Для Меньшикова эти терзания генерала были давно и хорошо известны. Так что он лишь усмехнулся, глядя на угрюмое выражение лица своего подчиненного. Не зря, ой не зря Петр Алексеевич не отправил Евдокимова воевать одного, без присмотра. Как чувствовал, что старые привычки, въевшиеся в юности на старой службе, его никак отпустить не могут. Умный, толковый… а поди ж ты – время от времени вылезает романтика и дурость, пристойная лишь мальчишке…

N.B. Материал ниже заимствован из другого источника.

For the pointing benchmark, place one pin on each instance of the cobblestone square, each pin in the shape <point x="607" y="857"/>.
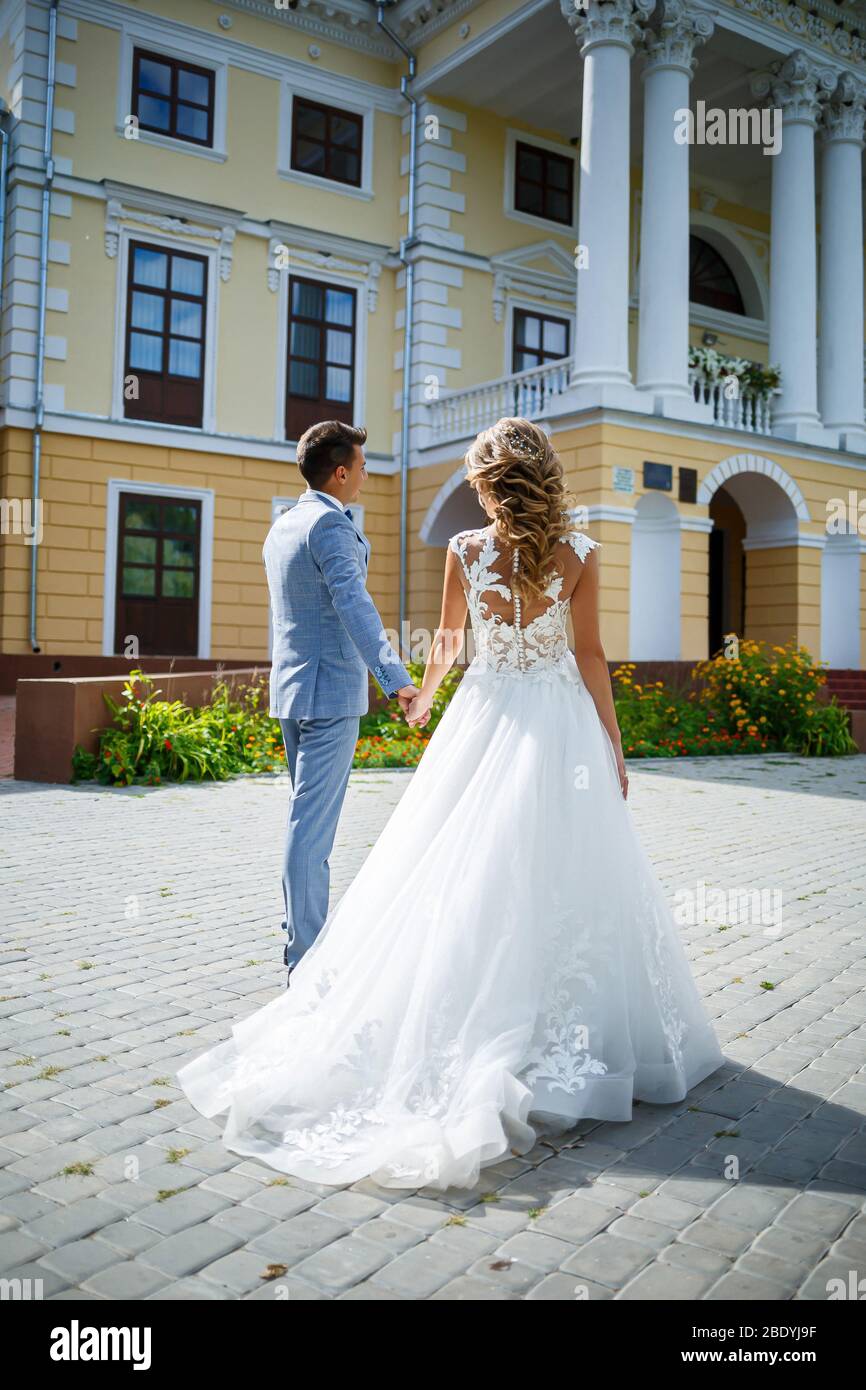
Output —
<point x="138" y="925"/>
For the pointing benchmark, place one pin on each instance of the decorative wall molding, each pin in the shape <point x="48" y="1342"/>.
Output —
<point x="513" y="273"/>
<point x="306" y="259"/>
<point x="829" y="32"/>
<point x="752" y="463"/>
<point x="168" y="214"/>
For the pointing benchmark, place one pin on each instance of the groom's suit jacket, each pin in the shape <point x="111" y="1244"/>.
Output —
<point x="327" y="630"/>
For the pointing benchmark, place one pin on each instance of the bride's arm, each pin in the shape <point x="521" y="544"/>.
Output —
<point x="448" y="640"/>
<point x="590" y="656"/>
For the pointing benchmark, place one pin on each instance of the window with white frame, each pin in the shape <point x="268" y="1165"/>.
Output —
<point x="170" y="95"/>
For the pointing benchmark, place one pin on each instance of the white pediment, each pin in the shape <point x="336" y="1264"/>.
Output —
<point x="542" y="270"/>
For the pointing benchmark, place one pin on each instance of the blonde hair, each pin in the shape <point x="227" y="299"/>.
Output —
<point x="517" y="467"/>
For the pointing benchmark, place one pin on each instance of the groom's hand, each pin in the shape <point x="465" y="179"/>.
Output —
<point x="419" y="712"/>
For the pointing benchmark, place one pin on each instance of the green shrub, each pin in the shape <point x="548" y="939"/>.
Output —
<point x="772" y="692"/>
<point x="152" y="740"/>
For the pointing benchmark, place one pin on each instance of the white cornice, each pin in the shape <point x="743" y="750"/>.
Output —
<point x="737" y="439"/>
<point x="353" y="21"/>
<point x="167" y="213"/>
<point x="223" y="47"/>
<point x="512" y="271"/>
<point x="171" y="437"/>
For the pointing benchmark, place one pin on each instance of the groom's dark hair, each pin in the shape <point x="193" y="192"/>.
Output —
<point x="324" y="446"/>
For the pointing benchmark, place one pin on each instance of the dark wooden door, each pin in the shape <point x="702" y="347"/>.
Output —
<point x="157" y="574"/>
<point x="717" y="591"/>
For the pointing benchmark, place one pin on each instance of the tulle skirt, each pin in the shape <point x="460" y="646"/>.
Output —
<point x="505" y="954"/>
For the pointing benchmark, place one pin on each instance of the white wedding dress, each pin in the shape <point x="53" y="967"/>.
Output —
<point x="505" y="952"/>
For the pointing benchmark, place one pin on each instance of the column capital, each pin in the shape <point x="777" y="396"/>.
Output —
<point x="798" y="88"/>
<point x="672" y="41"/>
<point x="615" y="22"/>
<point x="844" y="114"/>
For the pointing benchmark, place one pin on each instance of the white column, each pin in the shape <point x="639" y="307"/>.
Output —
<point x="606" y="34"/>
<point x="663" y="277"/>
<point x="797" y="92"/>
<point x="841" y="266"/>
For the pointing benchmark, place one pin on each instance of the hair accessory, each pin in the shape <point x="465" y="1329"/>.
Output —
<point x="521" y="446"/>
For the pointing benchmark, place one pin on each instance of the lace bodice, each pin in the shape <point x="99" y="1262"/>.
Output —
<point x="509" y="635"/>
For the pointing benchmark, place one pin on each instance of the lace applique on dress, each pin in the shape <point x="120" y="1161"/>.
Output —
<point x="538" y="647"/>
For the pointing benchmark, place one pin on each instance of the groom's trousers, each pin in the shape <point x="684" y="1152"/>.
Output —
<point x="319" y="756"/>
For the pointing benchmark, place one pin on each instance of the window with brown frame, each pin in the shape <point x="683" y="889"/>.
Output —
<point x="173" y="97"/>
<point x="320" y="369"/>
<point x="711" y="280"/>
<point x="166" y="321"/>
<point x="327" y="141"/>
<point x="544" y="184"/>
<point x="538" y="338"/>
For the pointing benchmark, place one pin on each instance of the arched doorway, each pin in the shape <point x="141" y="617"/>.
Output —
<point x="654" y="626"/>
<point x="841" y="601"/>
<point x="711" y="280"/>
<point x="754" y="551"/>
<point x="455" y="508"/>
<point x="727" y="570"/>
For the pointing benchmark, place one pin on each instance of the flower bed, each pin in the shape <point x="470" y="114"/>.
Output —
<point x="759" y="699"/>
<point x="756" y="699"/>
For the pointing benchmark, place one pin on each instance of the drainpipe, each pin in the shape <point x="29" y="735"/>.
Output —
<point x="47" y="152"/>
<point x="4" y="113"/>
<point x="406" y="245"/>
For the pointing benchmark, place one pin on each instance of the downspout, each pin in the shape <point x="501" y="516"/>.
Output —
<point x="3" y="181"/>
<point x="406" y="246"/>
<point x="47" y="152"/>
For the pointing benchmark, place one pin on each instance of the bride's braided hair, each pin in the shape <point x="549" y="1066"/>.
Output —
<point x="517" y="467"/>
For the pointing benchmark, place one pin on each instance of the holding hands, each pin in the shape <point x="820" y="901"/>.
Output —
<point x="414" y="705"/>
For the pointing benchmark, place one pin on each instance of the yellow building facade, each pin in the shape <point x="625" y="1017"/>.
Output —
<point x="227" y="259"/>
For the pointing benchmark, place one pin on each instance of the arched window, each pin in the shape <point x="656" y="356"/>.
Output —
<point x="709" y="280"/>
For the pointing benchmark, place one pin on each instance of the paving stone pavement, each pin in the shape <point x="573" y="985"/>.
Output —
<point x="139" y="923"/>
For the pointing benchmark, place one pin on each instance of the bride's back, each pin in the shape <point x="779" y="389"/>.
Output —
<point x="517" y="631"/>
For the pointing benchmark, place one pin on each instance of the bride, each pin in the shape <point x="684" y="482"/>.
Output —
<point x="505" y="954"/>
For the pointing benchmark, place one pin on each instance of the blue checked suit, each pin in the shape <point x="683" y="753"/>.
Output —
<point x="327" y="635"/>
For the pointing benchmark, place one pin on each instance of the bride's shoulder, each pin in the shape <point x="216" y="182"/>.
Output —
<point x="462" y="540"/>
<point x="580" y="542"/>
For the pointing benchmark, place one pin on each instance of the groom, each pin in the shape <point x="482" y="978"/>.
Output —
<point x="327" y="635"/>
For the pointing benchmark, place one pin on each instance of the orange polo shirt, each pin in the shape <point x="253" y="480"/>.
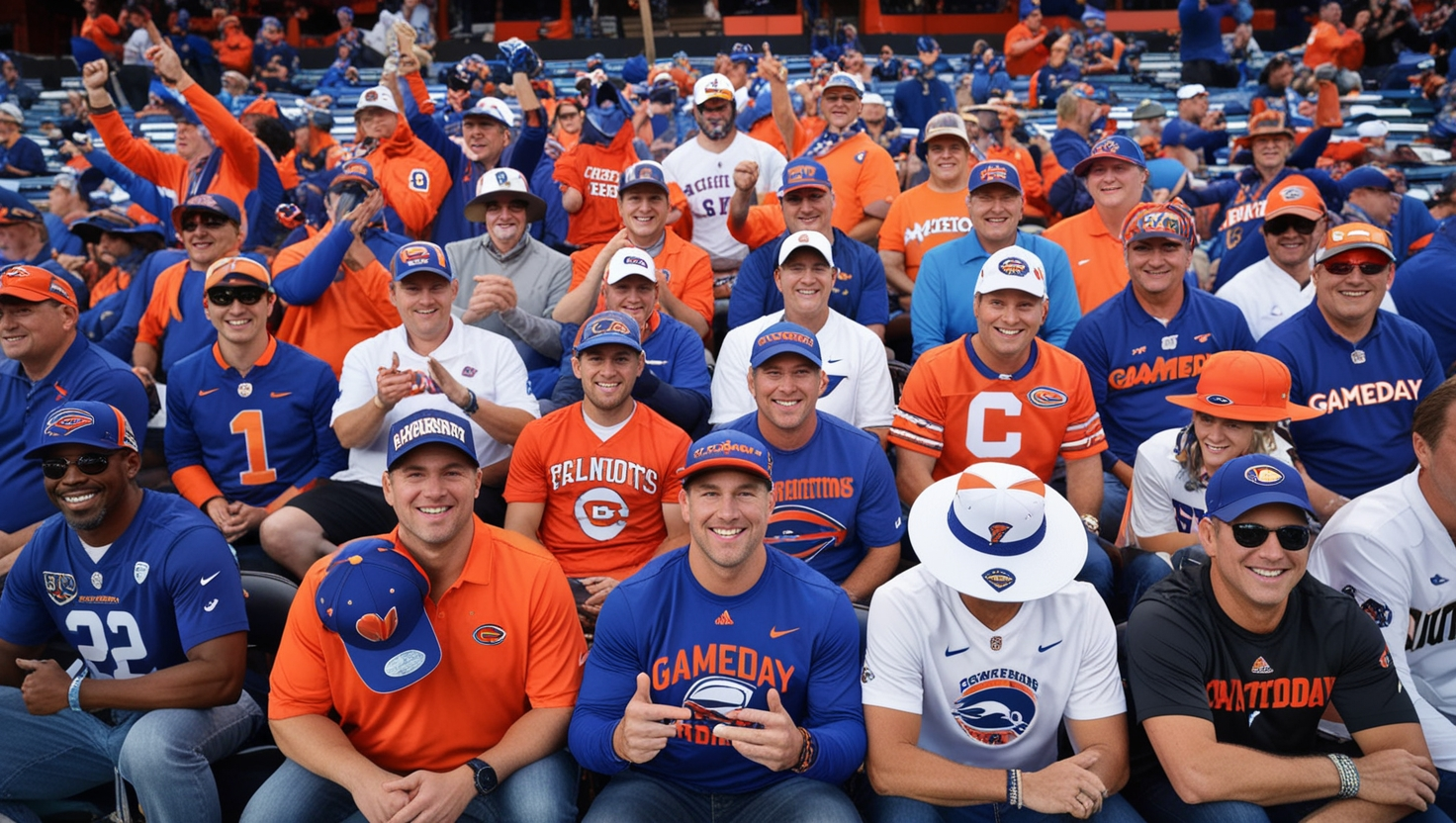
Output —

Маньчжуры спешно отступали, бросив обоз и все, что им мешало. Даже раненых, что сковывали отход, добили.

Однако русские войска даже не пытались их преследовать. Людям требовался отдых, да и павших похоронить нужно было по-человечески. Не самая приятная работа, но предписания Государя звучали вполне однозначно по этому поводу: для работы Генерального штаба требовалась статистика по ранениям. Так что погребение останков как своих павших, так и противника шло рука об руку с подробным освидетельствованием того, от чего человек погиб. Ну и занесения в общую ведомость. Чем личный состав русской дивизии и занялся.

Казалось бы, глупость? Кому вообще может понадобиться статистика в такой обстановке? Но на все был определенный расчет.

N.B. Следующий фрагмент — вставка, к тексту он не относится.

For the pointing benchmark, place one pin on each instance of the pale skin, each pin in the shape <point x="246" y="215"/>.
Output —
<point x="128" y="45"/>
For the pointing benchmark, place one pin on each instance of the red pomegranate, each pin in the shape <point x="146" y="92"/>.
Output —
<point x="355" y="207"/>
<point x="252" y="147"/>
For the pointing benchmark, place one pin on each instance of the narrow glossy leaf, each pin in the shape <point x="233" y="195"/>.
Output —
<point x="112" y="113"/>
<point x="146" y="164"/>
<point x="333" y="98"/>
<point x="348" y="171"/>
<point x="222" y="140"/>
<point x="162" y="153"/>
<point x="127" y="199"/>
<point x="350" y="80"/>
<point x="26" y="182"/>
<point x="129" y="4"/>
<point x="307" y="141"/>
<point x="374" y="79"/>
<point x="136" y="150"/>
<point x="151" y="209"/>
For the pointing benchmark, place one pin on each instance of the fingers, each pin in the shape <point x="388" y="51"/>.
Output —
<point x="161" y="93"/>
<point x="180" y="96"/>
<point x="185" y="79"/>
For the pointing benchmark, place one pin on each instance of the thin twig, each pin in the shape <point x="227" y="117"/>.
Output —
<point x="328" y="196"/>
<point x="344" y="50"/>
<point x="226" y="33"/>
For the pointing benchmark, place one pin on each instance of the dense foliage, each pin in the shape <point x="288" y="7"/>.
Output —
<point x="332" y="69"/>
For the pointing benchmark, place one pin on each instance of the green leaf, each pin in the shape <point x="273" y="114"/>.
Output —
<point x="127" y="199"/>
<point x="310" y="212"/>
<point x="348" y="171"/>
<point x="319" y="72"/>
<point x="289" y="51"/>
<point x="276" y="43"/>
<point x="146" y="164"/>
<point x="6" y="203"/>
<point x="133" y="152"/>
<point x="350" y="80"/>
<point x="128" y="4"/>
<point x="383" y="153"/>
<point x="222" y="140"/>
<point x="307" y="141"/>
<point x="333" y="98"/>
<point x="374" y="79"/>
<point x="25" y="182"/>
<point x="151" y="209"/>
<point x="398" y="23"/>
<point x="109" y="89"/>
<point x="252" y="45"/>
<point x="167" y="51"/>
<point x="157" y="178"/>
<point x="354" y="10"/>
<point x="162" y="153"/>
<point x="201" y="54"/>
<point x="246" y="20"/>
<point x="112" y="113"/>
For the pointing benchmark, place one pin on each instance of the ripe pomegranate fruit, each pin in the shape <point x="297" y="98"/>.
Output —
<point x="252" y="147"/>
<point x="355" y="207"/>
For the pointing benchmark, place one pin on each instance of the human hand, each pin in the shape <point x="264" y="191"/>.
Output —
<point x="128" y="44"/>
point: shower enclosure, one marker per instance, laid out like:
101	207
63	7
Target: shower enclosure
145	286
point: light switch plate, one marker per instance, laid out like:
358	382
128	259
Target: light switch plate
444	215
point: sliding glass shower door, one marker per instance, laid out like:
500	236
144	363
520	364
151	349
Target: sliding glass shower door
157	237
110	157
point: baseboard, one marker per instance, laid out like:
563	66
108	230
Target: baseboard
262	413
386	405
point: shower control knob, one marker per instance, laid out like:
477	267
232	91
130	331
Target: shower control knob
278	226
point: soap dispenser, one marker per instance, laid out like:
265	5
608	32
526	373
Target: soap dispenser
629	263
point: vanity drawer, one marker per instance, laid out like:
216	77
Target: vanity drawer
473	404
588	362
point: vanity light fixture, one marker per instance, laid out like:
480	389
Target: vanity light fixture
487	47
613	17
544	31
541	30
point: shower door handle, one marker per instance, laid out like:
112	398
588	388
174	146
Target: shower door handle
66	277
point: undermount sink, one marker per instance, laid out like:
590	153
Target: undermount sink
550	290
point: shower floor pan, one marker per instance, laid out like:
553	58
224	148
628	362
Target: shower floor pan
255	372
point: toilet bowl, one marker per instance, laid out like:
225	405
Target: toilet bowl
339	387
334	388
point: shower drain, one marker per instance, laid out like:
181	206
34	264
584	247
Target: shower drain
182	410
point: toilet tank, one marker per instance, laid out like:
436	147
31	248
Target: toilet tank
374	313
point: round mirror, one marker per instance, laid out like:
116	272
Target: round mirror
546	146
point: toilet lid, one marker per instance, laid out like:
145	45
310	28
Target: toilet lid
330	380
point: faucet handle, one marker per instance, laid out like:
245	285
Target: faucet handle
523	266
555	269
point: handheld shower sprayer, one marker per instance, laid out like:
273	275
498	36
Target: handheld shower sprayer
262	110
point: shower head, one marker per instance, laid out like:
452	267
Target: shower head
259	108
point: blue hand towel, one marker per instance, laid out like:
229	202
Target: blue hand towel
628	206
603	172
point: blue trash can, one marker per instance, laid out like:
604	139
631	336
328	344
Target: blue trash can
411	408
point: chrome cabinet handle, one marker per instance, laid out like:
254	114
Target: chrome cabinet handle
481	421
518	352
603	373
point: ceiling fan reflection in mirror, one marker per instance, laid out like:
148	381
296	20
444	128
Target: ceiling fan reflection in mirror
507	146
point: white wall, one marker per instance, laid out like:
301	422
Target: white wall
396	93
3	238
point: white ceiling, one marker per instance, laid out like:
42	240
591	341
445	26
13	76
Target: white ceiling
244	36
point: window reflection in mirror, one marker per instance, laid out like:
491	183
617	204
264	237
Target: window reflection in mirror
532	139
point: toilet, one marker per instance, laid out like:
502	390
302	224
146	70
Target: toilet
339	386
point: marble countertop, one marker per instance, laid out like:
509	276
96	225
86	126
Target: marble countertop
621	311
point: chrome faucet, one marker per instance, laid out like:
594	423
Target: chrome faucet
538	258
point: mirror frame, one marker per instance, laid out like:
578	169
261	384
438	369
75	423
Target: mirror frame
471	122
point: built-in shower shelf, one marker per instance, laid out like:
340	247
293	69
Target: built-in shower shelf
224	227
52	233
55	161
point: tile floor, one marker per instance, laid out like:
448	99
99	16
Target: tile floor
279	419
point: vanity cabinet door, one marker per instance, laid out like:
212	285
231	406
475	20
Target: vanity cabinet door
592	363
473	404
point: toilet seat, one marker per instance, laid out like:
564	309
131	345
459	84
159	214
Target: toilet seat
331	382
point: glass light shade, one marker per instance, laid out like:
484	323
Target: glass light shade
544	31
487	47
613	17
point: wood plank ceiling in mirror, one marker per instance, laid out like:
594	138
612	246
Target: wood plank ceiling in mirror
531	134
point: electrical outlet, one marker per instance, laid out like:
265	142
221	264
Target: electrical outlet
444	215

Дело в том, что у Цин было довольно много войск, за которыми можно было гоняться годами. Если наступать быстро. Поэтому Петр избрал тактику генеральных сражений, нарочно наступая не спеша и позволяя Императору стягивать все новые и новые силы для разгрома вторгшихся войск. Хотя со стороны это выглядело излишним благородством, граничащим с откровенной дуростью. Впрочем, на то и был расчет.

Однако нужно отдать должное командиру маньчжурского корпуса – он смог навести порядок в своих отступающих войсках. И стал раз за разом предпринимать атаки из засад малыми группами на маршевые колонны русских войск. Эти нападения легко отражали, благодаря грамотно организованному боевому охранению с дозорами и походными заставами, дальними разъездами и так далее. Хотя, как считали что Евдокимов, что Меньшиков, целью нападений было не нанесение ущерба, а замедление продвижения русской дивизии. А значит, все шло по плану. Император принял предложенные правила игры.

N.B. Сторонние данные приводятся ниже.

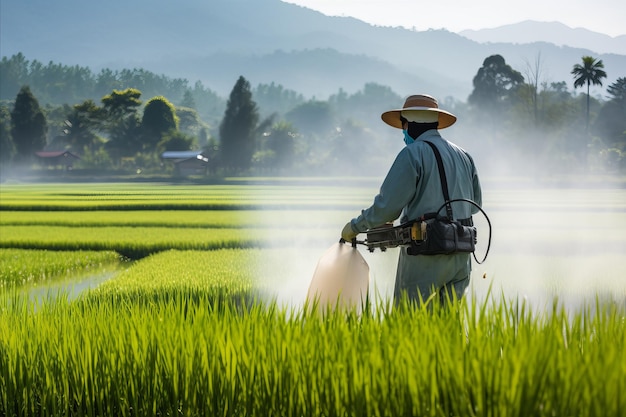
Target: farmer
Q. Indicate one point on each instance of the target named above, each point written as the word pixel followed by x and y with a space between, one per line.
pixel 412 188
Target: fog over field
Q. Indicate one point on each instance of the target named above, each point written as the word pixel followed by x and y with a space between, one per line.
pixel 547 243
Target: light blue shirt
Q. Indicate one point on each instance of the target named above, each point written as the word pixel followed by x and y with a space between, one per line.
pixel 412 188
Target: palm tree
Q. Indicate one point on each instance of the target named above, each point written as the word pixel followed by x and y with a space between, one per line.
pixel 590 72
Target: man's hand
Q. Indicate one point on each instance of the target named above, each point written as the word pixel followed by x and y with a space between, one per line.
pixel 347 233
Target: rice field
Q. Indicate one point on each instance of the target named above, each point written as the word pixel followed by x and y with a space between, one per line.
pixel 204 314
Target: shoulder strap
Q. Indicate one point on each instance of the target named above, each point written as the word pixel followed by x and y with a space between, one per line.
pixel 444 180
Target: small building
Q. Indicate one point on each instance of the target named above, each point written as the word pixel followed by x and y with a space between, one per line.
pixel 187 162
pixel 57 159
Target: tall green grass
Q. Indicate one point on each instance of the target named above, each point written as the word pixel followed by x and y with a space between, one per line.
pixel 22 267
pixel 99 358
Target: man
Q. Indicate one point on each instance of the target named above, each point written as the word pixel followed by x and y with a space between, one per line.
pixel 412 188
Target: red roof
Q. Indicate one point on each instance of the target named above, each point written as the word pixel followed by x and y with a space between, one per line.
pixel 55 154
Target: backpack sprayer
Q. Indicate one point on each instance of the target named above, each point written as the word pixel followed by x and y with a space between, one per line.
pixel 432 233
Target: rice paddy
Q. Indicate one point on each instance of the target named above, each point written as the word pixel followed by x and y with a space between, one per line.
pixel 192 321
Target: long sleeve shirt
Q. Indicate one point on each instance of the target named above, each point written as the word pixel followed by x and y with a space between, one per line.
pixel 412 188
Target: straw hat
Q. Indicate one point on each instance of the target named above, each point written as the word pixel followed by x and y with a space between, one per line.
pixel 419 108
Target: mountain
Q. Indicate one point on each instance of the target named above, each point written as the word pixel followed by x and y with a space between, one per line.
pixel 530 31
pixel 216 41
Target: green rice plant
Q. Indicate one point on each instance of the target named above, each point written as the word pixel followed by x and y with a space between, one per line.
pixel 56 197
pixel 138 242
pixel 173 218
pixel 22 267
pixel 164 358
pixel 219 275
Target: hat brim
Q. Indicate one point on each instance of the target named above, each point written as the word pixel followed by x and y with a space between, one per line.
pixel 392 117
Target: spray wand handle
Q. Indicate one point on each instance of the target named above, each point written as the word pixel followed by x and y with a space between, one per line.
pixel 354 242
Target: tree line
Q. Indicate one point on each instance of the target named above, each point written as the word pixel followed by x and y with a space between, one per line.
pixel 269 129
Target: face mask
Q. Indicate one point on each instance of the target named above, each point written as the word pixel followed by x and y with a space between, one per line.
pixel 407 139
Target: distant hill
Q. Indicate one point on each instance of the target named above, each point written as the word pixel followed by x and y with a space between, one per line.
pixel 266 41
pixel 553 32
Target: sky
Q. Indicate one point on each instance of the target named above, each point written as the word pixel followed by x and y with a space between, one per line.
pixel 603 16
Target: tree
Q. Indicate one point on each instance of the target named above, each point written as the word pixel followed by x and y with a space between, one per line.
pixel 28 124
pixel 175 140
pixel 82 123
pixel 238 128
pixel 122 122
pixel 159 118
pixel 493 84
pixel 7 147
pixel 590 72
pixel 617 91
pixel 611 120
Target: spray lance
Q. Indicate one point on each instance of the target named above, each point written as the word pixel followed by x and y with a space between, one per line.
pixel 431 234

3 апреля 1708 года. Москва

Петр шел по коридору недавно построенного здания научно-исследовательского института вычислительной техники. Первого в мире научно-исследовательского института, не считая совершенно уникальной и необычной для тех лет направленности. В сущности, этот комплекс из пяти зданий на окраине Москвы был построен специально для Готфрида Вильгельма Лейбница.

Дело в том, что после 1698 года жизнь у Готфрида пошла наперекосяк. Взошедший на престол Ганновера Георг-Людвиг не любил Лейбница и всячески стремился его унизить, почитая не как великого ученого, а всего лишь историографа его семьи… стоящего к тому же слишком дорого. Как он только его не называл! От бездарности и растяпы до откровенного лентяя. И это говоря о человеке, чья пунктуальность, тщательность и трудолюбие вошли в легенды. Петр же решил сыграть на этом, сделав Готфриду предложение, от которого тот не смог отказаться…

И вот теперь Государь шел по коридору НИИ ВТ, с легким трепетом предвкушая увидеть плоды пятилетней работы – электромеханическую счетную машинку, собранную на телефонных реле…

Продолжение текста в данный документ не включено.